Ohio governor pushes to strengthen background checks after Dayton shooting

He is calling for more information to be added to the system.

August 28, 2019, 1:47 PM

Ohio officials are pushing to strengthen the state and federal background check systems in an effort to stop people from getting guns when they have outstanding violent warrants.

Gov. Mike DeWine announced Wednesday that he will be putting a proposal forward to the state’s general assembly to mandate that arrest warrants and protective orders must be put in the background check system moving forward.

"The state and federal background check systems are only as good as the information put into them," DeWine said.

The move comes three weeks after a deadly mass shooting in downtown Dayton left nine dead and dozens injured.

DeWine was initially criticized immediately after the shooting, when his first comments just hours after the tragedy were interrupted by calls from hecklers for the governor to "do something!"

On Aug. 6, two days after the shooting, he announced 17 measures aimed at curbing future shootings. He said that the latest proposal to strengthen background checks would be submitted to the state's general assembly along with the earlier measures.

He said many citizens would likely be surprised that those factors were not already required to be a part of the background check system.

"Tragically it is not," he said. "It is time for us to change that."
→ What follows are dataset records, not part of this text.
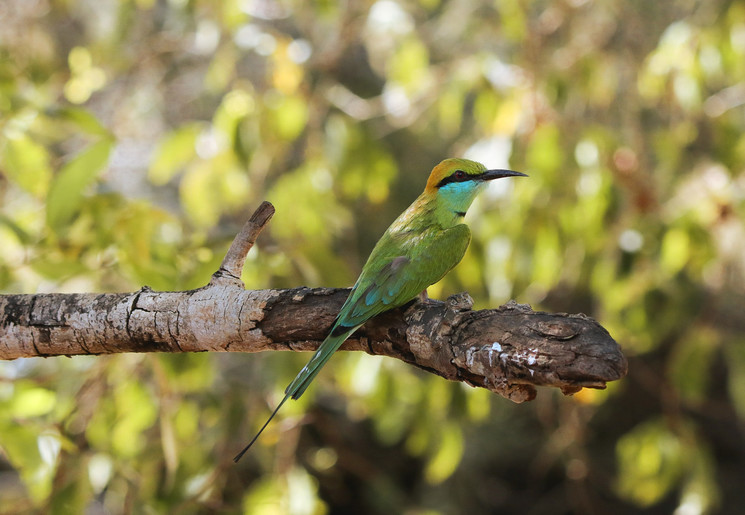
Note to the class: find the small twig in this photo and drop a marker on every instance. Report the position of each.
(232, 265)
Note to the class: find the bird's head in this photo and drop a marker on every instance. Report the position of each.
(456, 182)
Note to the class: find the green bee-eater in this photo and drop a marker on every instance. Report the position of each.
(416, 251)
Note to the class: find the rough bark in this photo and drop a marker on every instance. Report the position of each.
(508, 350)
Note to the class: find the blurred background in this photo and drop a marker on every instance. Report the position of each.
(136, 137)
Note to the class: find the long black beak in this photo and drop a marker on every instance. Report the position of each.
(498, 174)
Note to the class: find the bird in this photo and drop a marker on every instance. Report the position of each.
(422, 245)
Ohio Governor Mike DeWine speaks at a press conference on improving background checks for firearm purchases, Aug. 28, 2019.
WSYX

Examples of the violent criminal arrest warrants that are not currently required to be entered into the background check system in Ohio’s Law Enforcement Automated Data System (LEADS) include domestic violence, stalking, and sexual assault. The Ohio Warrant Task Force also identified and earlier this year recommended that warrants for 28 serious crimes – including murder, kidnapping, and rape – be entered into the LEADS and National Crime Information Center (NCIC) systems.

DeWine used an example of the deadly shooting at a church in Sutherland Springs, Texas, where the suspect’s history of domestic violence had not been entered into the National Instant Criminal Background Check System (NICS), allowing him to purchase a firearm. That November 2017 shooting resulted in the deaths of 26 victims.

"When critical information is missing bad things happen," DeWine said.

The task force found that there were more than 500,000 open arrest warrants in the state but in March 2019, only 217,000 of those were in the state’s LEADS system, DeWine said at a news conference Wednesday. Of those 217,000, only 18,117 warrants were in the NCIC which is one of the systems that the FBI uses in conducting NICS background checks at the federal level.

"When a [gun] dealer calls NICS for a background check, they depend on that information... to be accurate and complete and when it is not the system is failing these business owners and certainly is failing the public as well," DeWine said at the news conference.

DeWine conceded that even with the changes to the background check system and the various other proposals that he has put forward in the wake of the Dayton shooting, it is impossible to say "that we will never have tragedies in the future, but what we can say is that each one will help. Each one will make Ohioans safer."

"We have to take a holistic approach. Each one of these things that we have talked about has been thought out," DeWine said.